Mitigation: set reasonable maxSteps, and design your system prompt to instruct the model to respond with what it has when it cannot find better information after 2–3 attempts.
Tool result misinterpretation: model draws wrong conclusions from tool output
A search returns results about "Java" the programming language, but the user asked about "Java" the island. The model uses the wrong results to construct a confident but incorrect answer. This is a form of hallucination amplified by the agent architecture — the model has "evidence" from its tool call, which makes its wrong answer feel more authoritative.
Mitigation: return structured, unambiguous tool results. Include metadata that helps the model evaluate relevance. Design tool descriptions that guide the model toward precise queries.

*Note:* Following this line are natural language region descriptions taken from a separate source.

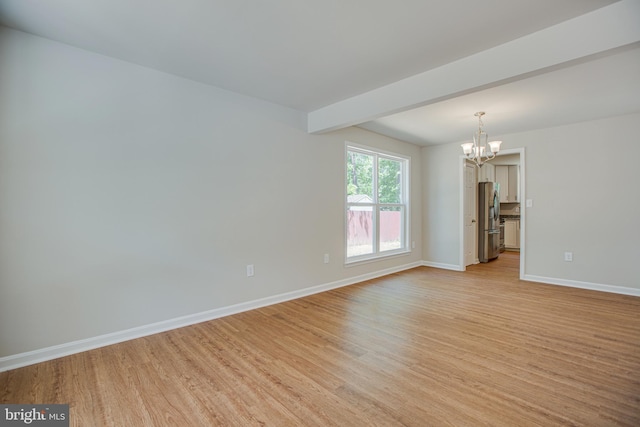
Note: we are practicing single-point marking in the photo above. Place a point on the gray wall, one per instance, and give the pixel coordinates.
(582, 179)
(129, 196)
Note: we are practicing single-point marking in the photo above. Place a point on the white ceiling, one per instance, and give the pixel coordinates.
(309, 55)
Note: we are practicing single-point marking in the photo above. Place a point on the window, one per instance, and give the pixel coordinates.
(377, 204)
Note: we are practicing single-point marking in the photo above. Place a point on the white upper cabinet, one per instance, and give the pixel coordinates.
(508, 177)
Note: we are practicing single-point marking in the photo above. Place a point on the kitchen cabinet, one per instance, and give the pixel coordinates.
(508, 176)
(487, 173)
(512, 234)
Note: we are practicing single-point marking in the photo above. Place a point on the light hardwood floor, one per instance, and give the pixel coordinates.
(425, 347)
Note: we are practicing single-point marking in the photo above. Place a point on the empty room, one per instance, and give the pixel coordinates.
(357, 213)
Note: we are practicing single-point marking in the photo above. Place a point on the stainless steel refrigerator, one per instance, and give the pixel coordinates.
(488, 221)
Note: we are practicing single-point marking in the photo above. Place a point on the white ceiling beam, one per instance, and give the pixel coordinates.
(602, 30)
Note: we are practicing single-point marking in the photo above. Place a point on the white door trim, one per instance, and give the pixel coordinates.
(523, 208)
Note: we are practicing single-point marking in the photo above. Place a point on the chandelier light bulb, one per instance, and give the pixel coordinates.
(480, 150)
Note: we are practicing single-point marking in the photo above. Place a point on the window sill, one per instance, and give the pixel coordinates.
(376, 257)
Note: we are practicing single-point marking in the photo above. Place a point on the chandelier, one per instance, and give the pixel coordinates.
(479, 151)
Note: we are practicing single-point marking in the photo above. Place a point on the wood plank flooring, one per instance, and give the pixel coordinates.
(424, 347)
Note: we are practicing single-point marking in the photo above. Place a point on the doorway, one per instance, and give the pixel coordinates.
(468, 189)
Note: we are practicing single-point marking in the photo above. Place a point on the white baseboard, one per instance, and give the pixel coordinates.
(454, 267)
(66, 349)
(583, 285)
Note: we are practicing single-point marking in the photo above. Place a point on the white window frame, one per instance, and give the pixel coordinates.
(405, 162)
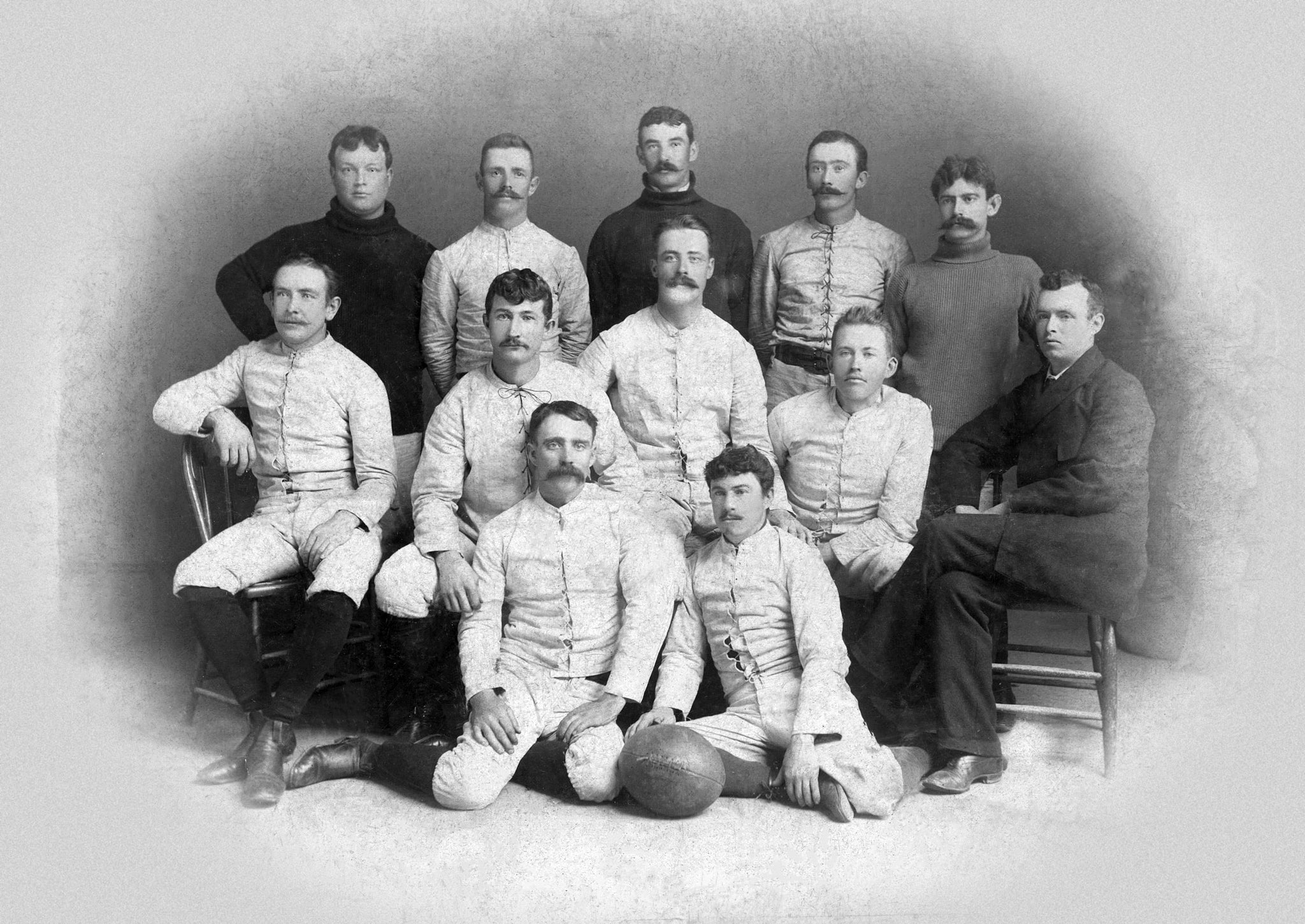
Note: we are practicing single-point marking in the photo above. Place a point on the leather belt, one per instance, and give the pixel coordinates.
(804, 358)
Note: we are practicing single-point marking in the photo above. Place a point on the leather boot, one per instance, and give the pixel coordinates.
(270, 748)
(230, 769)
(346, 757)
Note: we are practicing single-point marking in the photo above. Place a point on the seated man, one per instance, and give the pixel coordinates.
(855, 457)
(322, 453)
(474, 468)
(1074, 529)
(768, 614)
(684, 384)
(576, 600)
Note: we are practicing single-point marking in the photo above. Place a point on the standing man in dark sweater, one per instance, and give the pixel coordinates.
(621, 252)
(958, 314)
(380, 264)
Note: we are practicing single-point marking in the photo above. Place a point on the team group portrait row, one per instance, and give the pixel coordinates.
(754, 513)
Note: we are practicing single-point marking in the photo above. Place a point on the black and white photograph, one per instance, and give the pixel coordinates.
(614, 461)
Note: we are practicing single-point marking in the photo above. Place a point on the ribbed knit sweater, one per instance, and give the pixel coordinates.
(380, 266)
(957, 317)
(619, 263)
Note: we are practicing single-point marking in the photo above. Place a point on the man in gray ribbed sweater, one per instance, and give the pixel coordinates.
(958, 314)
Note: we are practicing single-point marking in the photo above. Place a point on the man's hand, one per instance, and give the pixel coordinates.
(658, 716)
(325, 538)
(996, 510)
(828, 556)
(233, 440)
(458, 590)
(790, 524)
(590, 716)
(493, 722)
(800, 772)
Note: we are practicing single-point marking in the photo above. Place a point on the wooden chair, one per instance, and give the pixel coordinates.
(1103, 677)
(219, 499)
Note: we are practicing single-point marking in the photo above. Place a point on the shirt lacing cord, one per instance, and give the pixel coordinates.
(826, 284)
(520, 392)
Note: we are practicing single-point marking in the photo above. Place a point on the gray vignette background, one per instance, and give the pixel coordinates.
(1151, 147)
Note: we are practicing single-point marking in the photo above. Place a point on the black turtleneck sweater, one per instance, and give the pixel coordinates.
(620, 255)
(960, 319)
(380, 265)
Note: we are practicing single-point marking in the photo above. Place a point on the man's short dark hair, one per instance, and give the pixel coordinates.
(740, 461)
(565, 409)
(832, 136)
(1056, 280)
(351, 136)
(305, 260)
(520, 286)
(686, 222)
(508, 140)
(969, 169)
(666, 115)
(868, 317)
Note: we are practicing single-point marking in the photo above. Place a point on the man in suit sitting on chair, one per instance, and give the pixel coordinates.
(1078, 432)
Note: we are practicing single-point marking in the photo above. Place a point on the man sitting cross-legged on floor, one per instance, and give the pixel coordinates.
(322, 452)
(576, 596)
(765, 609)
(473, 469)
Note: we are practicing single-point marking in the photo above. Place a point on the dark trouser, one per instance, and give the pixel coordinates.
(948, 598)
(224, 631)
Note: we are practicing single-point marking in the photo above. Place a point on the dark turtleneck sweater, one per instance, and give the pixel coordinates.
(620, 255)
(957, 317)
(380, 266)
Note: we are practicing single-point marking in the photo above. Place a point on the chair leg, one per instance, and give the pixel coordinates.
(377, 651)
(201, 671)
(1104, 657)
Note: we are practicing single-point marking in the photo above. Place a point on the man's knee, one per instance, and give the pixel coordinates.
(200, 572)
(470, 777)
(956, 593)
(591, 764)
(405, 585)
(200, 594)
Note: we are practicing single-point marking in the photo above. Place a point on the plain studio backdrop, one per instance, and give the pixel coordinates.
(1148, 147)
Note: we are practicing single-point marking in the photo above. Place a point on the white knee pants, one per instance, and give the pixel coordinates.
(472, 776)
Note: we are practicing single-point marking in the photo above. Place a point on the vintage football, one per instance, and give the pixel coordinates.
(671, 770)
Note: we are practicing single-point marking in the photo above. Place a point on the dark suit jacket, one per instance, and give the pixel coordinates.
(1078, 520)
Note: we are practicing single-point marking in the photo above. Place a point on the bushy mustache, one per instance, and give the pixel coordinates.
(566, 469)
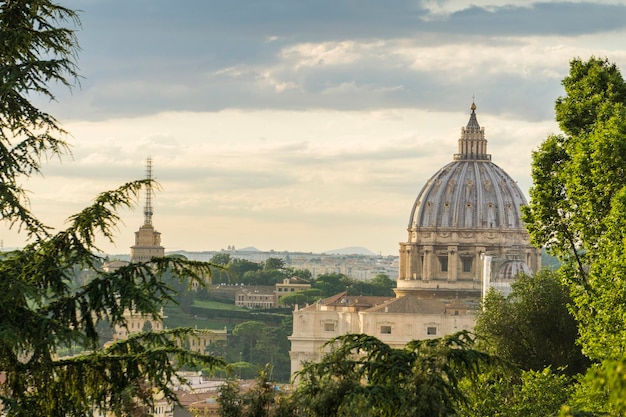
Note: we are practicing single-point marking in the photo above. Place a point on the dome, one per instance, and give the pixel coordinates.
(471, 192)
(468, 212)
(511, 269)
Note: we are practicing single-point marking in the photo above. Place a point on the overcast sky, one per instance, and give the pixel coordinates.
(305, 125)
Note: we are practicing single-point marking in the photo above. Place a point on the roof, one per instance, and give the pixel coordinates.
(411, 305)
(360, 302)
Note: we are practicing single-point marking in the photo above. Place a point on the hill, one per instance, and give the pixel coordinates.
(352, 250)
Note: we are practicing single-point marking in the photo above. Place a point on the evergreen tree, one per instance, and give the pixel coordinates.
(42, 309)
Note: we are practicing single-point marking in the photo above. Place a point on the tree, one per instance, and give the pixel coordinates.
(43, 309)
(363, 376)
(502, 393)
(532, 327)
(577, 175)
(577, 210)
(331, 284)
(274, 264)
(301, 298)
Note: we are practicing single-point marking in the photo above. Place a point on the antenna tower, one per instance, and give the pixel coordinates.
(147, 211)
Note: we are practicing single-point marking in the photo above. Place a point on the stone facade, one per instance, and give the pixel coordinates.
(465, 234)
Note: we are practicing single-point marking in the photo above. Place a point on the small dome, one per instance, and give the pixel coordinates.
(511, 269)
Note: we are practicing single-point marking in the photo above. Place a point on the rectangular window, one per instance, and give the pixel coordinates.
(443, 261)
(467, 264)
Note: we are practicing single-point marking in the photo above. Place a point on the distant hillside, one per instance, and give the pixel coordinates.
(352, 250)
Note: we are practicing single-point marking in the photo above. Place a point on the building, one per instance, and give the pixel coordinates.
(257, 297)
(465, 233)
(289, 286)
(147, 239)
(466, 214)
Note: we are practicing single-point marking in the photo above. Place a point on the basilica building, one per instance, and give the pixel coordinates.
(465, 234)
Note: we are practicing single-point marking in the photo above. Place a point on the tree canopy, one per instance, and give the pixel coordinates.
(577, 211)
(43, 308)
(532, 327)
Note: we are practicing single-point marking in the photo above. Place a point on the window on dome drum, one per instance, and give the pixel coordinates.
(467, 264)
(443, 261)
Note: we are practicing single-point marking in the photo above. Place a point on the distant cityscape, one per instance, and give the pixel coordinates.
(355, 262)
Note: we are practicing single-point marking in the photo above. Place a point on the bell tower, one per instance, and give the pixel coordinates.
(147, 239)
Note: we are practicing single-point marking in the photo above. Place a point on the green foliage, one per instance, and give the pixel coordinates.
(576, 177)
(502, 392)
(259, 345)
(331, 284)
(532, 327)
(301, 298)
(274, 264)
(363, 376)
(44, 310)
(577, 209)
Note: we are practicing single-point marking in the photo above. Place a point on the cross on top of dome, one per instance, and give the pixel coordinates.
(472, 144)
(472, 124)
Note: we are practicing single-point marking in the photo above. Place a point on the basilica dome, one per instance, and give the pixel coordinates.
(466, 213)
(471, 191)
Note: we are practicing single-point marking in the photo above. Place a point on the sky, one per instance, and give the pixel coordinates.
(303, 125)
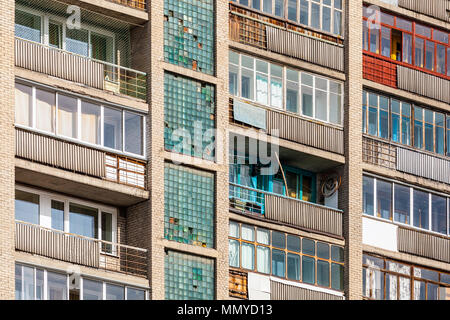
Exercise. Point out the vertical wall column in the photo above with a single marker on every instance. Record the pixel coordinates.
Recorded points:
(7, 147)
(222, 149)
(352, 178)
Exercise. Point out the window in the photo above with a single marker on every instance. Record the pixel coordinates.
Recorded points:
(282, 88)
(27, 207)
(61, 114)
(286, 256)
(431, 46)
(28, 26)
(391, 280)
(188, 277)
(410, 206)
(409, 125)
(85, 219)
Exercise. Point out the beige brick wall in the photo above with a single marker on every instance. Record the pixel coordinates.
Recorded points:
(7, 147)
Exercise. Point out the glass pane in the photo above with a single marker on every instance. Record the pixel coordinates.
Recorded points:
(107, 231)
(45, 110)
(439, 214)
(233, 248)
(337, 254)
(56, 286)
(293, 266)
(133, 133)
(368, 196)
(90, 122)
(263, 236)
(391, 287)
(114, 292)
(293, 243)
(337, 276)
(92, 290)
(420, 209)
(323, 250)
(248, 256)
(112, 128)
(402, 204)
(23, 105)
(234, 229)
(278, 240)
(135, 294)
(278, 263)
(27, 26)
(384, 199)
(57, 215)
(77, 41)
(83, 220)
(27, 207)
(67, 116)
(263, 259)
(308, 270)
(248, 233)
(308, 247)
(323, 273)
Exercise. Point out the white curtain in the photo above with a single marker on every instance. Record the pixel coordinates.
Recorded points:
(23, 105)
(248, 256)
(263, 259)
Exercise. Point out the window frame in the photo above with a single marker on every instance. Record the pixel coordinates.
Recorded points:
(78, 139)
(286, 252)
(283, 108)
(45, 213)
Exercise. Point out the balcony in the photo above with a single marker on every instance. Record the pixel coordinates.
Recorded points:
(80, 69)
(288, 126)
(268, 32)
(405, 159)
(291, 211)
(81, 250)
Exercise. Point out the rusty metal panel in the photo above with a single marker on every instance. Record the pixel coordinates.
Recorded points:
(305, 48)
(57, 63)
(303, 214)
(306, 132)
(423, 165)
(281, 291)
(423, 244)
(34, 239)
(59, 153)
(435, 8)
(424, 84)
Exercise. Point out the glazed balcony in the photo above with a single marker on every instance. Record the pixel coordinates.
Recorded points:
(76, 249)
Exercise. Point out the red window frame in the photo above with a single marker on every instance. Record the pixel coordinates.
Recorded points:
(413, 34)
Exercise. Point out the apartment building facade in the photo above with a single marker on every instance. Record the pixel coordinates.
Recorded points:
(245, 149)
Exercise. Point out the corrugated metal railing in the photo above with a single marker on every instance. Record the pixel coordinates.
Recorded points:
(282, 291)
(307, 132)
(304, 214)
(423, 244)
(305, 48)
(59, 153)
(408, 160)
(80, 250)
(137, 4)
(435, 8)
(69, 66)
(70, 156)
(424, 84)
(291, 211)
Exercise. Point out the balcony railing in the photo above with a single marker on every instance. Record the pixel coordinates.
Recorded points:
(287, 210)
(137, 4)
(69, 66)
(78, 158)
(405, 159)
(81, 250)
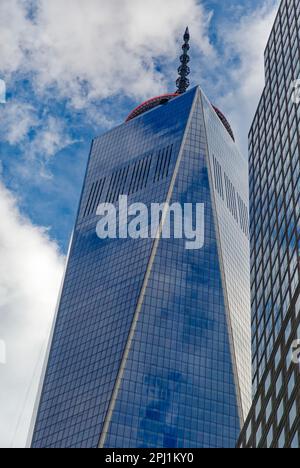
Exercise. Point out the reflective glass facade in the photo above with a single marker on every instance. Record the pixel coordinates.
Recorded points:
(275, 228)
(147, 349)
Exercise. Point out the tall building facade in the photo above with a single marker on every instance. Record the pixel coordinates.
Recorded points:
(274, 420)
(151, 345)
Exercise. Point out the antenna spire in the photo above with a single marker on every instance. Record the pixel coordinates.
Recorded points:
(183, 82)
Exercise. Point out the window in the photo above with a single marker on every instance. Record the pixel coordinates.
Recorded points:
(258, 435)
(295, 442)
(270, 437)
(291, 385)
(281, 442)
(278, 385)
(280, 412)
(293, 415)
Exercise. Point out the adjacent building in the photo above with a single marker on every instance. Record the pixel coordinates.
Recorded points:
(274, 420)
(151, 345)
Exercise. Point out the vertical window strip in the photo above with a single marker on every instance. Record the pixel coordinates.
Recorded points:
(89, 200)
(98, 198)
(169, 160)
(148, 170)
(117, 185)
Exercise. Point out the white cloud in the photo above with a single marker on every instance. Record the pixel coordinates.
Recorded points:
(246, 43)
(103, 48)
(39, 137)
(30, 275)
(16, 120)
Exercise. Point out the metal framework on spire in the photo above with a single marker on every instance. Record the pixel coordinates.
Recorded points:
(183, 82)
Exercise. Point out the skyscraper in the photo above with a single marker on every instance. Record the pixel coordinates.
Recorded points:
(274, 420)
(151, 345)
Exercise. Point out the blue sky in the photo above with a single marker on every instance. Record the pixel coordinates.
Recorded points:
(73, 70)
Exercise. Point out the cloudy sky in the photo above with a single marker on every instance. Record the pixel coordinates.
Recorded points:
(74, 69)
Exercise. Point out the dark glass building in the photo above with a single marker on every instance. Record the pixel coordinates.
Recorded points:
(274, 420)
(151, 345)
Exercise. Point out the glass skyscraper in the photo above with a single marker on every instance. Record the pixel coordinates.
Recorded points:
(151, 345)
(274, 421)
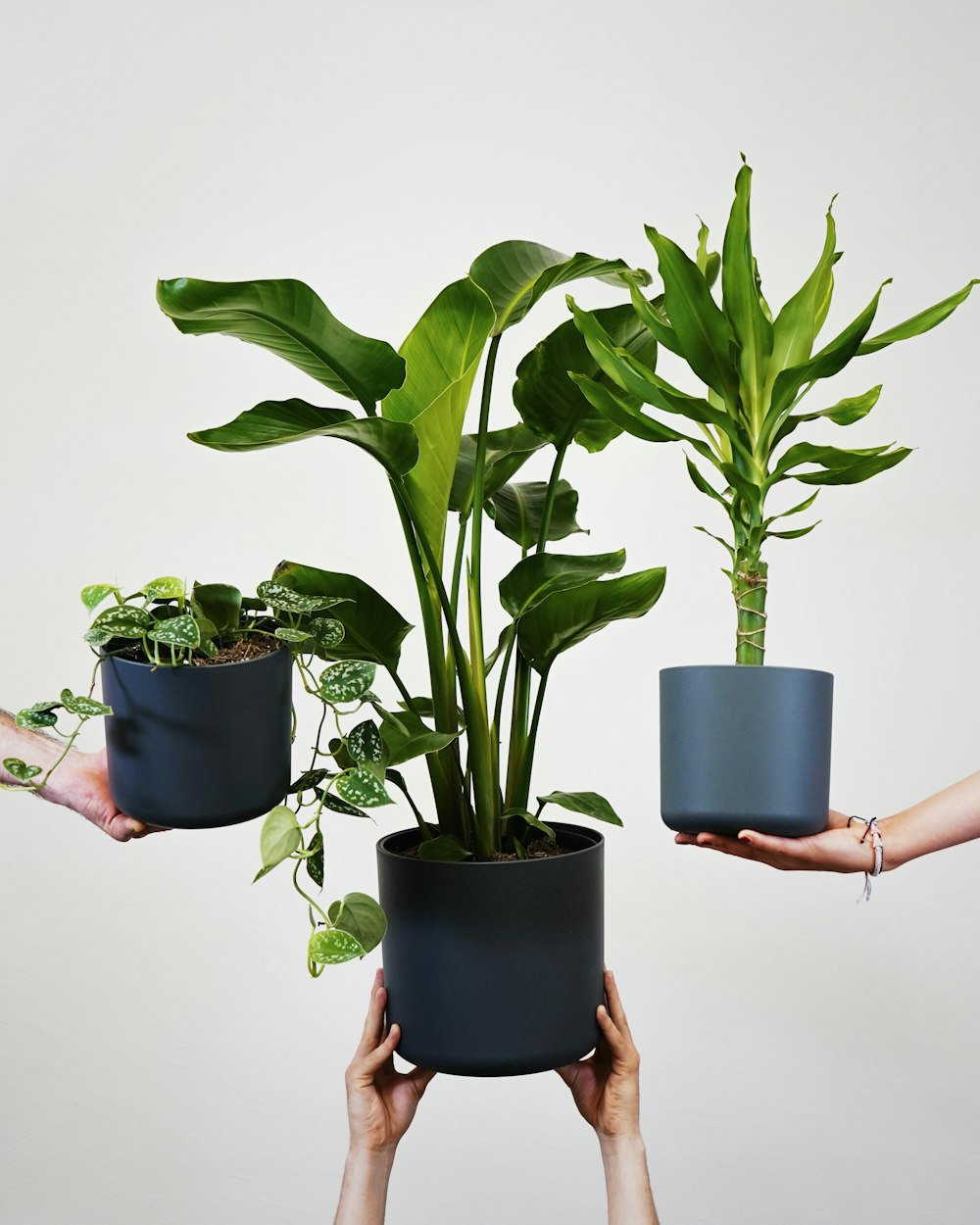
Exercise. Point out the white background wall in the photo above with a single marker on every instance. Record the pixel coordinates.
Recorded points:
(163, 1056)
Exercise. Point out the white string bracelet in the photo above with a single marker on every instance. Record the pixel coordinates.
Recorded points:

Context window overflow: long agentic conversations exceed limits
Each iteration of the agentic loop adds messages to the conversation: the tool call, the tool result, the model's reasoning. After enough iterations, the accumulated context exceeds the model's context window. Earlier information gets truncated, which can cause the model to "forget" earlier tool results or even the original user question.
Mitigation: keep tool results concise (summarize rather than dumping raw data), use context compaction strategies (summarize earlier conversation turns), and set maxSteps to prevent runaway conversation growth.
Mitigation patterns: maxSteps, stop conditions, structured tool output
The three most effective mitigations are:
- maxSteps: Hard ceiling on loop iterations. Non-negotiable for production agents.
- Stop conditions in the system prompt: Instruct the model to respond when it has "good enough" information rather than seeking perfection.
- Structured tool output: Return JSON with clear fields rather than raw text. This reduces misinterpretation and makes tool results easier for the model to process.
More agency = more failure surface. Always test agents on adversarial inputs — ambiguous questions, nonsensical queries, requests that require tools you have not provided. The agent's behavior on edge cases reveals whether your architecture is robust or fragile.
Agents vs Workflows — Common Misconceptions
"Agents are always better" — false
Workflows are more reliable for predictable tasks. If you know the steps at design time, a workflow with quality gates will produce more consistent results than an agent, at lower cost, with easier debugging. Agents win only when the task requires adaptive behavior.
"Agents are just LLMs with tools" — incomplete
An LLM with tools but no architecture is not a useful agent. A production agent needs planning (how does the model decide what to do?), memory (how does it track what it has already done?), and evaluation (how does it know when it has a good answer?). The tool-use loop is the skeleton; the architecture is the muscle.
The misconception addressed: architecture = planning + memory + evaluation
When someone says "I built an agent," ask three questions: How does it plan its approach to a new task? How does it remember what it has already tried? How does it evaluate whether its answer is good enough? If the answer to any of these is "it doesn't," what they built is an LLM with tools, not an agent. The next three modules will teach you how to build the architecture that turns an LLM with tools into a capable agent.
Claude Code is a production agent built on this exact pattern. Its core is a while loop: send messages and tools to Claude, execute any tool calls, add results to messages, repeat until done. Every pattern in this module — maxSteps, tool validation, context management — is a pattern Claude Code uses with 80K+ GitHub stars.